Conexões jurisprudenciais
O precedente encerra um arco de quase duas décadas. O ponto de partida é o Tema 17/STJ (REsp 1.101.727/PR, Corte Especial, noticiado no Informativo 414), que sob o CPC/1973 vedava a dispensa de reexame para sentenças ilíquidas, orientação sumulada no enunciado 490 (Corte Especial, julgado em 28/06/2012, DJe 01/08/2012): "A dispensa de reexame necessário, quando o valor da condenação ou do direito controvertido for inferior a sessenta salários mínimos, não se aplica a sentenças ilíquidas". A inflexão veio com o precedente do Informativo 658 (2019), que já afirmava dispensável a remessa nas sentenças ilíquidas contra o INSS com proveito econômico mensurável inferior a mil salários mínimos.
Após o julgamento do Tema 1081 (REsp 1.882.236/RS, REsp 1.893.709/RS e REsp 1.894.666/SC, Corte Especial, julgados em 04/02/2026), a jurisprudência interna já se consolidou: no AgInt nos EREsp 1.887.254/SC (Primeira Seção, Rel.

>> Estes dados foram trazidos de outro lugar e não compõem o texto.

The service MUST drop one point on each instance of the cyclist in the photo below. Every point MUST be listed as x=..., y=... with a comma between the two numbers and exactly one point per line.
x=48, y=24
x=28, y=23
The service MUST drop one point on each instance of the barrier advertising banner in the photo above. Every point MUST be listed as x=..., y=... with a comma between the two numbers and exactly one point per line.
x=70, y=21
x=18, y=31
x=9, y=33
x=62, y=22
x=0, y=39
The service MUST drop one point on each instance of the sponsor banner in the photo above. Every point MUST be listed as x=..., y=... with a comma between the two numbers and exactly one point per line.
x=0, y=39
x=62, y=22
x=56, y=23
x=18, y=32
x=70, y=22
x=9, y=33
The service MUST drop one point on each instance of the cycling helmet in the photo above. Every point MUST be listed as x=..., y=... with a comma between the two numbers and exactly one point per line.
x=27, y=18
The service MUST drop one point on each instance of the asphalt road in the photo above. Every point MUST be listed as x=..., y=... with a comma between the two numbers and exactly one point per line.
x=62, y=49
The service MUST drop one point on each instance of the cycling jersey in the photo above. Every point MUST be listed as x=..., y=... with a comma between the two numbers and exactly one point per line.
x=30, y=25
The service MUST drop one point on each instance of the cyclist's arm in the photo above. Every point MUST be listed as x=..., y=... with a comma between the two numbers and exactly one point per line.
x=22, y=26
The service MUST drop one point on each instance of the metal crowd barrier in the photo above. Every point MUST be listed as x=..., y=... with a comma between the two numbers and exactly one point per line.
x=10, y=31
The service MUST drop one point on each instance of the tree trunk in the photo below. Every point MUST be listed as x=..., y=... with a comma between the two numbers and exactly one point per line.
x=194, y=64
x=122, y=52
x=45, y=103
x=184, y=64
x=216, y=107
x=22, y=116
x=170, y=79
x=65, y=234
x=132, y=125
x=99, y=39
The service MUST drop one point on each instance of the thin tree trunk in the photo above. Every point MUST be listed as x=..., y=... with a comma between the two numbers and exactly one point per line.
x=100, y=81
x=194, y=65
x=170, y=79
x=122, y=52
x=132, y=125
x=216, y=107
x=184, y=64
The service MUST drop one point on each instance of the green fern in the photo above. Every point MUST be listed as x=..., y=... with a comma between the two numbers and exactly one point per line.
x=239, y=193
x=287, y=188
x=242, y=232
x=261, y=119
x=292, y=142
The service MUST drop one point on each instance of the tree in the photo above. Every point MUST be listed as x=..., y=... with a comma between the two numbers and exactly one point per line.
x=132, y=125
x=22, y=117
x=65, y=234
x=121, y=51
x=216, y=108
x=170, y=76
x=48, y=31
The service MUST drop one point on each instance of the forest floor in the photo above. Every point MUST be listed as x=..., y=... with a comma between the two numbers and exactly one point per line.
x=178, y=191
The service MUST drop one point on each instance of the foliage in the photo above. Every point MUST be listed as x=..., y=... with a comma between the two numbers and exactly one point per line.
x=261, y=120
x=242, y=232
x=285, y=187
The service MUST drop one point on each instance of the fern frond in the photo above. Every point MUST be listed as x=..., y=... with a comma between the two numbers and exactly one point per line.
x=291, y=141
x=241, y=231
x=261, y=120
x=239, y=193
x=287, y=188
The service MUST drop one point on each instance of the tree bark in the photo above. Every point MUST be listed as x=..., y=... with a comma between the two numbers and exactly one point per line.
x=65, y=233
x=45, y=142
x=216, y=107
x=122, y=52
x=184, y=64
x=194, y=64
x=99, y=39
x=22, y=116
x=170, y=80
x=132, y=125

Ministro Afrânio Vilela, julgado em 08/04/2026), embargos de divergência foram barrados pela Súmula 168/STJ justamente porque o acórdão embargado aplicava a liquidez material do Tema 1081, sinal de pacificação completa. Convém ainda reler a Súmula 325/STJ (a remessa oficial devolve ao tribunal o reexame de todas as parcelas da condenação, inclusive honorários): ela permanece válida, mas seu alcance prático encolhe na exata medida em que a própria remessa se torna residual no contencioso previdenciário.